Shortcut for adding SSH keys

If you’ve dabbled with SSH much, for example by following the excellent suso.org tutorial a few years ago, you’ll know about adding keys to allow passwordless login (or, if you prefer, a passphrase) using public key authentication. Specifically, you copy the public key ~/.ssh/id_rsa.pub or ~/.ssh/id_dsa.pub off the machine from which you wish to connect into the /.ssh/authorized_keys file on the target machine. That will allow you to open an SSH session with the machine from the user account on the local machine to the one on the remote machine, without having to type in a password.

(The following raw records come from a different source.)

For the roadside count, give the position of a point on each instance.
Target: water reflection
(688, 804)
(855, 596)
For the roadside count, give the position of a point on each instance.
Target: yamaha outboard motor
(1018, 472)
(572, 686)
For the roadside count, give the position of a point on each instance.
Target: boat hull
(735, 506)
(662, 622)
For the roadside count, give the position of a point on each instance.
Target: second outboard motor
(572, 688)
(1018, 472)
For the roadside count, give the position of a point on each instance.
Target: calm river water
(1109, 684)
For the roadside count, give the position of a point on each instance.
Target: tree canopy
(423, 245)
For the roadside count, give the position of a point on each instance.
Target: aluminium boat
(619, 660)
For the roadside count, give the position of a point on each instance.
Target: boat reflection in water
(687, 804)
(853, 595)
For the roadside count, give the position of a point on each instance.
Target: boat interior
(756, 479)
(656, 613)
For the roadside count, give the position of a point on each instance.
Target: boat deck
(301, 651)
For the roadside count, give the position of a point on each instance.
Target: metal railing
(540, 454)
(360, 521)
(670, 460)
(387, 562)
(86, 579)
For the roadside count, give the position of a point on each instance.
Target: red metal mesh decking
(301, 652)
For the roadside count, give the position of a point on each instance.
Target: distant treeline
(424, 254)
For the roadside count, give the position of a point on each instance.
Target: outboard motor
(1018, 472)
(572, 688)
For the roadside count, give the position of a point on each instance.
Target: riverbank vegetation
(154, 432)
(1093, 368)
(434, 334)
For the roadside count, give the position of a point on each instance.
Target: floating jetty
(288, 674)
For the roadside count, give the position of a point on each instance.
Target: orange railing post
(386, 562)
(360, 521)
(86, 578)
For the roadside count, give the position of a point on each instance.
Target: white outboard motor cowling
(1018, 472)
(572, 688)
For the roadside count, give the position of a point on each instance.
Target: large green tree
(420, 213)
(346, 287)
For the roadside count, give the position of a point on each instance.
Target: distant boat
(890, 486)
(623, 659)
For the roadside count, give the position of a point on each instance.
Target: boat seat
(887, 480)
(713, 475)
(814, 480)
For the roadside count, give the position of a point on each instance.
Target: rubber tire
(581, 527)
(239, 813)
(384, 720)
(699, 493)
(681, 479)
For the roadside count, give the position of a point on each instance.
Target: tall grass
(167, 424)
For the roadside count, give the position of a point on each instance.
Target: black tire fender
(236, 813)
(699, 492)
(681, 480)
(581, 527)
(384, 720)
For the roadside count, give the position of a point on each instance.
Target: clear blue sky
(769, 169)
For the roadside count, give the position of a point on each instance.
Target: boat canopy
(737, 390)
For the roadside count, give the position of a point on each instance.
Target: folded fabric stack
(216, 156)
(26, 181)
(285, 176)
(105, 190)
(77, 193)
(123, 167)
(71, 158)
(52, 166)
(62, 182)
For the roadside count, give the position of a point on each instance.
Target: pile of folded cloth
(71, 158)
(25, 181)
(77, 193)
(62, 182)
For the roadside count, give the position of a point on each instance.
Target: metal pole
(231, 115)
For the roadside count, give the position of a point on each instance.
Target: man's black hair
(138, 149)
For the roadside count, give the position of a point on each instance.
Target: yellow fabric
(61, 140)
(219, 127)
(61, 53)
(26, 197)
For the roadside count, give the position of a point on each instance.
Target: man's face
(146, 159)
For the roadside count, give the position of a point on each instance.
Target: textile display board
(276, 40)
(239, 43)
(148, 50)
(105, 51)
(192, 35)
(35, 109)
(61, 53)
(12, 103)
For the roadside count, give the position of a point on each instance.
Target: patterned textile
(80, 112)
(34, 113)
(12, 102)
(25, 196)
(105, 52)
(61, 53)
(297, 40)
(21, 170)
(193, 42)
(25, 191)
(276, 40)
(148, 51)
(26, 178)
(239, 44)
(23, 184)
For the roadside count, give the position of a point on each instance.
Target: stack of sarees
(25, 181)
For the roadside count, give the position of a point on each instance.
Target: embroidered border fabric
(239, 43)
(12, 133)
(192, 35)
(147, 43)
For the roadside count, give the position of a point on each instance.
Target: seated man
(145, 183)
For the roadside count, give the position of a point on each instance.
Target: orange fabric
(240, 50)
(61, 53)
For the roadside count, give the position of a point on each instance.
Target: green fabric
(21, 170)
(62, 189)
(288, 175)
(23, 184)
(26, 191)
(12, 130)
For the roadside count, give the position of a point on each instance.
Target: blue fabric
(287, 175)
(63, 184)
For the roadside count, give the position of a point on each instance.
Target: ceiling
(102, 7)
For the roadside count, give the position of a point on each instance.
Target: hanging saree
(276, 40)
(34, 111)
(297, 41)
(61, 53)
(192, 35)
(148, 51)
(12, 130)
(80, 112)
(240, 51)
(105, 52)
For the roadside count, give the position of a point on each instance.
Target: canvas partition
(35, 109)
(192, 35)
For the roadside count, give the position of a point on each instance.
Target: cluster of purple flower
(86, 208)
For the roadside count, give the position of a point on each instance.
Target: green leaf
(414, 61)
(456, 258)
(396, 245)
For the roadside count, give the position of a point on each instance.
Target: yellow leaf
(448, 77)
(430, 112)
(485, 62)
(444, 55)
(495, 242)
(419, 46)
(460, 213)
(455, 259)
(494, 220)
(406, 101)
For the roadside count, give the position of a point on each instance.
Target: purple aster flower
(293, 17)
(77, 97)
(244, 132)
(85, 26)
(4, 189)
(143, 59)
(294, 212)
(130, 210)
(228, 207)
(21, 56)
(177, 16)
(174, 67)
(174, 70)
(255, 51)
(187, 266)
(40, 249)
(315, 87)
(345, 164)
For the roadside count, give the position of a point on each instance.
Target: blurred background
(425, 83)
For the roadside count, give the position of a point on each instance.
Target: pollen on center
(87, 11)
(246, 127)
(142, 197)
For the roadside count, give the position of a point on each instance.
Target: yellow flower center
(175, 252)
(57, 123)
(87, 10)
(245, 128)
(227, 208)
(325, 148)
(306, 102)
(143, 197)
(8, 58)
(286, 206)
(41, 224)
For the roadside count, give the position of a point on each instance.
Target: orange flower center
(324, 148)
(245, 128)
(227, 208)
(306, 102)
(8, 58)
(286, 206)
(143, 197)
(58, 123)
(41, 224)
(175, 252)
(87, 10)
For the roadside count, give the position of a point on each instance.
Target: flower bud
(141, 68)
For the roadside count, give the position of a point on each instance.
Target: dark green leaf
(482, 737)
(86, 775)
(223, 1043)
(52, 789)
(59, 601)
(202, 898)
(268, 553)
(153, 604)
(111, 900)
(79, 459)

tom@conan:~$ scp ~/.ssh/id_rsa.pub crom:.ssh/conan.pubkey
tom@conan:~$ ssh crom
Password:
tom@crom:~$ cd .ssh
tom@crom:~$ cat .ssh/conan.pubkey >>~/.ssh/authorized_keys

However, there’s a nice shortcut that I didn’t know about when I first learned how to do this, which has since been added to that tutorial too — specifically, the ssh-copy-id tool, which is available in most modern OpenSSH distributions and combines this all into one less error-prone step. If you have it available to you, it’s definitely a much better way to add authorized keys onto a remote machine.

tom@conan:~$ ssh-copy-id crom

Incidentally, this isn’t just good for convenience or for automated processes; strong security policies for publically accessible servers might disallow logging in via passwords completely, as usernames and passwords can be guessed. It’s a lot harder to guess an entire SSH key, so forcing this login method will reduce your risk of script kiddies or automated attacks brute-forcing your OpenSSH server to zero. You can arrange this by setting ChallengeResponseAuthentication to no in your sshd_config, but if that’s a remote server, be careful not to lock yourself out!